Assess, Reflect, and Improve
EAD teachers use assessments as a tool to ensure all students understand civics content and concepts and apply civics skills and agency. Students have the opportunity to reflect on their learning and give feedback to their teachers in higher-order thinking exercises that enhance as well as measure learning. EAD teachers analyze and utilize feedback and assessment for self-reflection and improving instruction.
EAD teachers commit to learn about and teach full and multifaceted historical and civic narratives. They appreciate student diversity and assume all students’ capacity for learning complex and rigorous content. EAD teachers focus on inclusion and equity in both content and approach as they spiral instruction across grade bands, increasing complexity and depth about relevant history and contemporary issues.
Growth Mindset and Capacity Building
EAD teachers have a growth mindset for themselves and their students, meaning that they engage in continuous self-reflection and cultivate self-knowledge. They learn and adopt content as well as practices that help all learners of diverse backgrounds reach excellence. EAD teachers need continuous and rigorous professional development (PD) and access to professional learning communities (PLCs) that offer peer support and mentoring opportunities, especially about content, pedagogical approaches, and instruction-embedded assessments.
Building an EAD-Ready Classroom and School
EAD teachers cultivate and sustain a learning environment by partnering with administrators, students, and families to conduct deep inquiry about the multifaceted stories of American constitutional democracy.
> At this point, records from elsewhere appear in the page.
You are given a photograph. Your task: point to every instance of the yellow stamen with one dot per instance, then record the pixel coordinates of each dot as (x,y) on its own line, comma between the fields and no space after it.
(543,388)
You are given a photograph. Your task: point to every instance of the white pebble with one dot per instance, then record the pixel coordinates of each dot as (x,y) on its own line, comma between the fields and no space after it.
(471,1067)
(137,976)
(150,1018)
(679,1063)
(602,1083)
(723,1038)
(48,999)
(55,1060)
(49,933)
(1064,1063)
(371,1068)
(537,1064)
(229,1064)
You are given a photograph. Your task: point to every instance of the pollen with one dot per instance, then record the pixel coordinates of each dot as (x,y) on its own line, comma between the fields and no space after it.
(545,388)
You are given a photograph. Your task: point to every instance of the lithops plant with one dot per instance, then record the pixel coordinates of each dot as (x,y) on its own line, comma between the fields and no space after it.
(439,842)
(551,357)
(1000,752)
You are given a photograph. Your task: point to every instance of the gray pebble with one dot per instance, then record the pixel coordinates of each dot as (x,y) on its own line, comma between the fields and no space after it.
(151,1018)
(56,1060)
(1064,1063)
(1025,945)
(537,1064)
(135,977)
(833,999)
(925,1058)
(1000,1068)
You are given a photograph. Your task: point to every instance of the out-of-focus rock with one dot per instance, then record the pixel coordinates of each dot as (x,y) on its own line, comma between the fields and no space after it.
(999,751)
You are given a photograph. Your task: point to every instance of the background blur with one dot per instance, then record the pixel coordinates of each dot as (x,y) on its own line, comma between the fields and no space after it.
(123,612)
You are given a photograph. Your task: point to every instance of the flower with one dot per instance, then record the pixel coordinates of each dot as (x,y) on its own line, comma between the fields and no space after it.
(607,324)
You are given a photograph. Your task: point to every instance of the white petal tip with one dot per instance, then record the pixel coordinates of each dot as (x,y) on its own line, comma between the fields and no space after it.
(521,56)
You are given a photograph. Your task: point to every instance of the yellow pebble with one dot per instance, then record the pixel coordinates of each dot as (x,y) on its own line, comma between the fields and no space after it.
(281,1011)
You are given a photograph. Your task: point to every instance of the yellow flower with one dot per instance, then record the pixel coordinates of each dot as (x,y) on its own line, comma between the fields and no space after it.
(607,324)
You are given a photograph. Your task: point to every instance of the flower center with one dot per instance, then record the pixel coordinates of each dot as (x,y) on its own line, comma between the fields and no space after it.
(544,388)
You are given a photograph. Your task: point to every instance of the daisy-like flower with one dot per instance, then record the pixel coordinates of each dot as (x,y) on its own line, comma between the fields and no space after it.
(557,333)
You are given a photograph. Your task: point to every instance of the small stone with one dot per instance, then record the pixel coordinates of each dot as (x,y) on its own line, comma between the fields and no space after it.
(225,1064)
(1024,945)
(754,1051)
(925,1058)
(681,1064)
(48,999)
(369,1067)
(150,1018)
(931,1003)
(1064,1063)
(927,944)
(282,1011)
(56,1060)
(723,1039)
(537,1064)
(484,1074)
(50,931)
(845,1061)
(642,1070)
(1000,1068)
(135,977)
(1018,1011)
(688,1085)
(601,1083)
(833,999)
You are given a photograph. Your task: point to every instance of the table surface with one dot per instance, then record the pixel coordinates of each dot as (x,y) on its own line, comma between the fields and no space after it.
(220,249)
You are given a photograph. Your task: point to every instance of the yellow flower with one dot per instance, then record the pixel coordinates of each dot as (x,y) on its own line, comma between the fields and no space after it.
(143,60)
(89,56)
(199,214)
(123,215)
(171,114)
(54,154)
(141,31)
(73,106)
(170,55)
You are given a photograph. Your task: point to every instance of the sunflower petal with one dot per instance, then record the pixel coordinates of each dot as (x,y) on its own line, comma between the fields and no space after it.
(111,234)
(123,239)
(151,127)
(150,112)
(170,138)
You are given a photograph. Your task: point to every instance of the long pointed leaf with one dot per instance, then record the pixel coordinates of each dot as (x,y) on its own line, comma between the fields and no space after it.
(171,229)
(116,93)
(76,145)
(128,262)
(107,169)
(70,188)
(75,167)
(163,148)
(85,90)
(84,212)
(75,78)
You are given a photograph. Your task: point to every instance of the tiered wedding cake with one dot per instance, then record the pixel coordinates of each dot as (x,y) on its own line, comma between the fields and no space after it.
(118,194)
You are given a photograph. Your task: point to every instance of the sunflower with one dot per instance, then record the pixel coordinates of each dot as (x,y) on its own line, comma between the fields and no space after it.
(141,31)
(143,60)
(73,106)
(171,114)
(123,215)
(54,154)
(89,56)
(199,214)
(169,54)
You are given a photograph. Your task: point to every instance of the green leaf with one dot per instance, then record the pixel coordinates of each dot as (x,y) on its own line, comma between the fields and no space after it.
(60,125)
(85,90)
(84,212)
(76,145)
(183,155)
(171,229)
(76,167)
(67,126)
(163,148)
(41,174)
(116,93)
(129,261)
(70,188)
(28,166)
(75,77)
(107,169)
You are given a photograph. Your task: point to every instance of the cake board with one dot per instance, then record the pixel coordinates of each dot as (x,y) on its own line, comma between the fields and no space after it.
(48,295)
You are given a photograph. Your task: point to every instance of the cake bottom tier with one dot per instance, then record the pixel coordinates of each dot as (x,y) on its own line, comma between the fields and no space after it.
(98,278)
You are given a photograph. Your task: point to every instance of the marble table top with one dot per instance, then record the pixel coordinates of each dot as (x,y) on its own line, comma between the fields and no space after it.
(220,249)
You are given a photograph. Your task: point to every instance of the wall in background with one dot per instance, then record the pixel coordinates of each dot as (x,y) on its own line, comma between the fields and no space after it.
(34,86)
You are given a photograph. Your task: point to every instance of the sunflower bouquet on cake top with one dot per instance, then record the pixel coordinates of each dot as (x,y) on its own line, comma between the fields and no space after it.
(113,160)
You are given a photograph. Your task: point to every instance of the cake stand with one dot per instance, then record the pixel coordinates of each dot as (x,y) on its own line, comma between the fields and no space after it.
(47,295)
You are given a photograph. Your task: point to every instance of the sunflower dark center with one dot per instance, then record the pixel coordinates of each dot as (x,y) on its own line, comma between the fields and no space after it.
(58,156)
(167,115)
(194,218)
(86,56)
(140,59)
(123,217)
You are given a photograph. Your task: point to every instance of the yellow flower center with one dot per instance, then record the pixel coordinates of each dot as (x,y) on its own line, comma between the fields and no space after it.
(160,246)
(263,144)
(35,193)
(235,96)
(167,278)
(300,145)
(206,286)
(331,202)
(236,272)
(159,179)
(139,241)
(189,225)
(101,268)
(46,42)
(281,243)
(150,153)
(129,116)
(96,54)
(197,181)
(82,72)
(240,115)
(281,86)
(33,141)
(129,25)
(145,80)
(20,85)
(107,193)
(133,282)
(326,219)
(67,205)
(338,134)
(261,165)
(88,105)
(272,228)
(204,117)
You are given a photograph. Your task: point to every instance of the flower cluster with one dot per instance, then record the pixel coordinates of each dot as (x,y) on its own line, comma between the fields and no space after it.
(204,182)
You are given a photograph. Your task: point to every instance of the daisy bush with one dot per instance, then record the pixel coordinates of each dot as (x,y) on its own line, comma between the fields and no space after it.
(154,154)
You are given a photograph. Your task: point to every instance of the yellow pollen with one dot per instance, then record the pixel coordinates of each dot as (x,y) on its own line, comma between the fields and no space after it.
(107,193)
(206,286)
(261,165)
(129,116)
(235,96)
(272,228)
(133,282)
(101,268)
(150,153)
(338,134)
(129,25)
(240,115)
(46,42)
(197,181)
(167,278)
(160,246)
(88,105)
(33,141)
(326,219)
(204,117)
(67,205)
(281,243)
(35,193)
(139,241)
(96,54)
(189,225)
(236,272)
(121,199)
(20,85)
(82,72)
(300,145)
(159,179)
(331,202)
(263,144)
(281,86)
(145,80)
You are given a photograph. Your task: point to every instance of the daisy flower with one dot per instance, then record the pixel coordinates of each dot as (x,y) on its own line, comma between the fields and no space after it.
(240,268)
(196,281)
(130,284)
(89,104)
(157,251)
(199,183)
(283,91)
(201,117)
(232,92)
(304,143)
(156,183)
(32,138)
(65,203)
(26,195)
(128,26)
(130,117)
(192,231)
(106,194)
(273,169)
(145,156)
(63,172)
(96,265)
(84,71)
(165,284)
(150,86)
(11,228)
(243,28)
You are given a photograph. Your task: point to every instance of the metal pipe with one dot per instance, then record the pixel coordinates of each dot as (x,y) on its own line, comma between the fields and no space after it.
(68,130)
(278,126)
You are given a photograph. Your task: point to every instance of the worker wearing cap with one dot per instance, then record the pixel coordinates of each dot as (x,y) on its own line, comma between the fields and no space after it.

They set expectations that all students know they belong and contribute to the classroom community. Students establish ownership and responsibility for their learning through mutual respect and an inclusive culture that enables students to engage courageously in rigorous discussion.
Inquiry as the Primary Mode for Learning
EAD teachers not only use the EAD Roadmap inquiry prompts as entry points to teaching full and complex content, but also cultivate students’ capacity to develop their own deep and critical inquiries about American history, civic life, and their identities and communities. They embrace these rigorous inquiries as a way to advance students’ historical and civic knowledge, and to connect that knowledge to themselves and their communities. They also help students cultivate empathy across differences and inquisitiveness to ask difficult questions, which are core to historical understanding and constructive civic participation.
Practice of Constitutional Democracy and Student Agency
EAD teachers use their content knowledge and classroom leadership to model our constitutional principle of “We the People” through democratic practices and promoting civic responsibilities, civil rights, and civic friendship in their classrooms. EAD teachers deepen students’ grasp of content and concepts by creating student opportunities to engage with real-world events and problem-solving about issues in their communities by taking informed action to create a more perfect union.
Assess, Reflect, and Improve
EAD teachers use assessments as a tool to ensure all students understand civics content and concepts and apply civics skills and agency. Students have the opportunity to reflect on their learning and give feedback to their teachers in higher-order thinking exercises that enhance as well as measure learning. EAD teachers analyze and utilize feedback and assessment for self-reflection and improving instruction.